Auf Grund des veränderten Schönheitsideals wurde In der Joseon-Dynastie sehr viel weniger Wert auf Schminke und auffälllige Kleidung gelegt. Dafür wurde den Hautpflegeroutinen für die unterschiedliche Bedürfnisse der Haut mehr Aufmerksamkeit geschenkt. Es gab bereits ein Verständnis für die verschiedenen Hauttypen und ihre Bedürfnisse, und die Menschen verwendeten maßgeschneiderte Pflegeprodukte und Techniken, um ihre Haut gesund und schön zu halten. Die Herstellung von Kosmetikprodukten wurde immer raffinierter, und es wurden neue Zutaten und Techniken eingeführt, wie zum Beispiel die Verwendung von tierischen Ölen und Fetten oder die Destillation von Pflanzenessenzen.
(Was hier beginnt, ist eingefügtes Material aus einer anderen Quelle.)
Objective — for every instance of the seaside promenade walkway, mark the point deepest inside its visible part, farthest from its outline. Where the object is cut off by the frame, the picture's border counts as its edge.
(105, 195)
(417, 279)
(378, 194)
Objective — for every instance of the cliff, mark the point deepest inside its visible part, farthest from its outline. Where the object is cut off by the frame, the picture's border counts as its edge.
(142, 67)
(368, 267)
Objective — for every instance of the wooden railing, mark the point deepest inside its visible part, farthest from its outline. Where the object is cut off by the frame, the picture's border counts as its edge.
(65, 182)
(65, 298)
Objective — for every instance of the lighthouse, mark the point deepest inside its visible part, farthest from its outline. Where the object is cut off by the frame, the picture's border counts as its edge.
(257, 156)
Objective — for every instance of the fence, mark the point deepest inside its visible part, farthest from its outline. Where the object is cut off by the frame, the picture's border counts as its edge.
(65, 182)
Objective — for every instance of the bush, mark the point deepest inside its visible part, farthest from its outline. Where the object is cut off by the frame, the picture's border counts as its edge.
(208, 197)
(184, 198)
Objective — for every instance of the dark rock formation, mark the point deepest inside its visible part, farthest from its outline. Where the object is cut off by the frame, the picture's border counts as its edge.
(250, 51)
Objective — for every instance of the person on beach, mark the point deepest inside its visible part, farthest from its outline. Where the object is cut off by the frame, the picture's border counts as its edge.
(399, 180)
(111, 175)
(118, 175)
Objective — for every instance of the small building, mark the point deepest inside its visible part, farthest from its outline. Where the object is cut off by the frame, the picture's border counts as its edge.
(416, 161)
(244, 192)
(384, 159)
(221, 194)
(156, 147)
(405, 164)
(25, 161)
C. Moderne koreanische Kosmetik
Der Einfluss westlicher Schönheitsideale
Im 20. Jahrhundert, insbesondere nach dem Ende des Koreakrieges und der anschließenden Öffnung des Landes, begannen westliche Schönheitsideale, die koreanische Kosmetikindustrie zu beeinflussen. Dekorative Make-up-Produkte wie Lidschatten, Mascara und Lippenstift wurden auch in Korea wieder zunehmend poulär. Dennoch blieb bei koreanischen Kosmetkprodukten insgesamt die Betonung von natürlichen Zutaten und einem ganzheitlichen Pflegeansatz bestehen, wodurch sich die koreanische Kosmetik weiterhin deutlich von ihren westlichen Pendants unterschied.
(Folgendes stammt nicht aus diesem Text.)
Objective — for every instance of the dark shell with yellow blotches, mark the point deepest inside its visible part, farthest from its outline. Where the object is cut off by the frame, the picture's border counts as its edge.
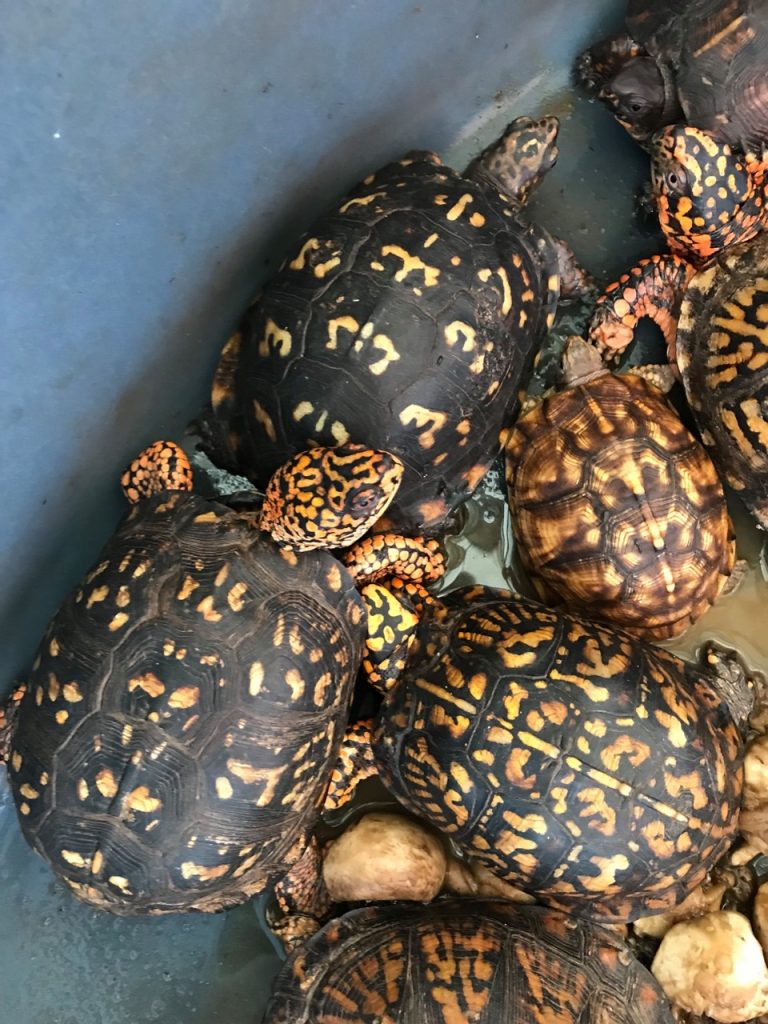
(184, 711)
(596, 771)
(616, 508)
(407, 320)
(459, 961)
(722, 351)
Die weltweite Popularität von K-Pop und koreanischen Dramen haben dann wiederum in der westlichen Welt das Interesse an koreanischer Kultur und Schönheitsritualen geweckt. Auf Grund ihrer milden Wirkweise, natürlichen und innovativen Inhaltsstoffe und hervorragenden Resultate ist die koreanische Kosmetik mittlerweile in vielen Ländern rund um die Welt bekannt und beliebt. Wie wir im historischen Kontext gesehen haben, legen Koreaner- und Koreanerinnen traditionell sehr großen Wert auf ein gepflegtes und reines Hautbild, da ein gepflegtes Äußeres nicht nur dem eigenem Schönheitsempfinden dient, sondern auch als Achtung- und Höflichkeit gegenüber den Mitmenschen verstanden wird. Immer noch wird auch ein heller, fast schon bleicher Hautton bevorzugt, obwohl das inzwischen gesellschaftlich durchaus auch kritisch gesehen, und gerade von den jungen Koreanern zum Teil in auch Frage gestellt wird.
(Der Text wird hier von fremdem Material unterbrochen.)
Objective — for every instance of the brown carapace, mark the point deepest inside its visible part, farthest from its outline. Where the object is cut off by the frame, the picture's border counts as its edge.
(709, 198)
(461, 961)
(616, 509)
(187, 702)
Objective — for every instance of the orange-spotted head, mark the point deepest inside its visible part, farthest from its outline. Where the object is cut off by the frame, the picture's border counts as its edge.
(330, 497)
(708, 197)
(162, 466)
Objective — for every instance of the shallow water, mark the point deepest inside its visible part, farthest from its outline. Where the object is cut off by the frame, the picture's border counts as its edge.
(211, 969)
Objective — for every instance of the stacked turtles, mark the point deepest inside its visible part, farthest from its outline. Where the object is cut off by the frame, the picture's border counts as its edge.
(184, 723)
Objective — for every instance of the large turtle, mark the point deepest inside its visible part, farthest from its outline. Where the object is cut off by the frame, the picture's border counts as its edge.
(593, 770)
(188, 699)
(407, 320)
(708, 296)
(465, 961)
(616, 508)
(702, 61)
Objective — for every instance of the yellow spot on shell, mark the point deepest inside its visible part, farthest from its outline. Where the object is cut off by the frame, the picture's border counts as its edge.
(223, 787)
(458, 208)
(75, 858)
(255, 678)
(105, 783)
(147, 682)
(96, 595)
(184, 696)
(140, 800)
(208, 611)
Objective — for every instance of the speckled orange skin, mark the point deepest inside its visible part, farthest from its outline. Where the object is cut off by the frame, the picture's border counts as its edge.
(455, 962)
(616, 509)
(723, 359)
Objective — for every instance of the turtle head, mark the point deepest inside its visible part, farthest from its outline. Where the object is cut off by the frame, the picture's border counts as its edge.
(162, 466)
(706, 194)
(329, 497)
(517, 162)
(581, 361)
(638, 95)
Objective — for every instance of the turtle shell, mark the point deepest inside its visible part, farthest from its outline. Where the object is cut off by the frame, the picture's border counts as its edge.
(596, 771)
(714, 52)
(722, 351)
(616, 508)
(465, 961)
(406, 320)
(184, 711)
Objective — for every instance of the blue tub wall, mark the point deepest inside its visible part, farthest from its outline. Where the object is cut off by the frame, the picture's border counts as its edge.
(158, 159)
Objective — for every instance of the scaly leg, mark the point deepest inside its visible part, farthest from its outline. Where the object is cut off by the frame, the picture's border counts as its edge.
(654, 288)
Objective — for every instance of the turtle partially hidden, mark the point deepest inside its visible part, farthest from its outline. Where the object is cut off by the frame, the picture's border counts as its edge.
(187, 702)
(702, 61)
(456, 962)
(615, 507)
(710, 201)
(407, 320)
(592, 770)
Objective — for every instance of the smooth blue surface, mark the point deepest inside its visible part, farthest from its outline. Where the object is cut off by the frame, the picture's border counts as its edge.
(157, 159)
Ein positiver Aspekt dieses Schönheitsideals ist jedoch die Wichtigkeit der Verwendung von Sonnencremes und Sonnenschutzmitteln. Da sie tagtäglich von sehr vielen Menschen verwendet wird, gehören koreanische Sonnencremes zu den Besten der Welt. Bei der erstmaligen Verwendung einer koreanischen Sonnencreme, die einen hohen Schutzfaktor hat, nicht fettet, und sich auf der Haut wie eine leichte Feuchtigkeitscreme anfühlt, haben viele westliche Menschen ein Aha-Erlebnis. Diese leichten Sonnencremes haben sehr zur Popularität der koreanischen Kosmetik im Ausland beigetragen.
Zudem hat sich die koreanische Kosmetikindustrie in den letzen Jahren erfolgreich internationalisiert, indem sie sehr viel in Forschung und Entwicklung investiert und die traditionellen Rezepte mit modernen Technologien und Trends kombiniert hat. Dieser Fokus auf Innovation hat dazu geführt, dass K-Beauty-Produkte oft als Vorreiter in der globalen Kosmetikbranche gelten. Ein Beispiel dafür sind die BB-Cremes und Tuchmasken, die zunächst in Korea entwickelt wurden und inzwischen von vielen europäischen und US-amerikanischen Herstellern ebenfalls angeboten werden
Im Jahr 2020 betrug der Exportwert von südkoreanischen Kosmetikprodukten rund 7,6 Milliarden US-Dollar, wobei die wichtigsten Abnehmerländer China, die Vereinigten Staaten und Japan sind. Nach Schätzungen lag der Umsatz der südkoreanischen Kosmetikindustrie im Jahr 2020 bei Insgesamt bei etwa 13 Milliarden US-Dollar. Heute gibt es in Südkorea mehr als 2.000 Kosmetikunternehmen, die eine Vielzahl von Produkten herstellen, von Hautpflege über Make-up bis hin zu Haarpflege. Diese Unternehmen beschäftigen zehntausende Mitarbeiter und tragen maßgeblich zur wirtschaftlichen Entwicklung des Landes bei.
Fazit: Die Geschichte der koreanischen Kosmetik ist eine faszinierende Reise durch verschiedene Epochen, die von der Drei-Reiche-Periode über die Goryeo- und Joseon-Dynastie bis hin zur modernen K-Beauty-Bewegung reicht. Die koreanische Schönheitskultur hat sich im Laufe der Jahrhunderte weiterentwickelt und doch stets den Fokus auf Natürlichkeit, Ganzheitlichkeit und Individualität beibehalten. Heute ist die koreanische Kosmetikindustrie ein weltweites Phänomen, das den Schönheitsmarkt auch weiterhin mit hochwertigen Produkten und innovativen Ansätzen bereichert.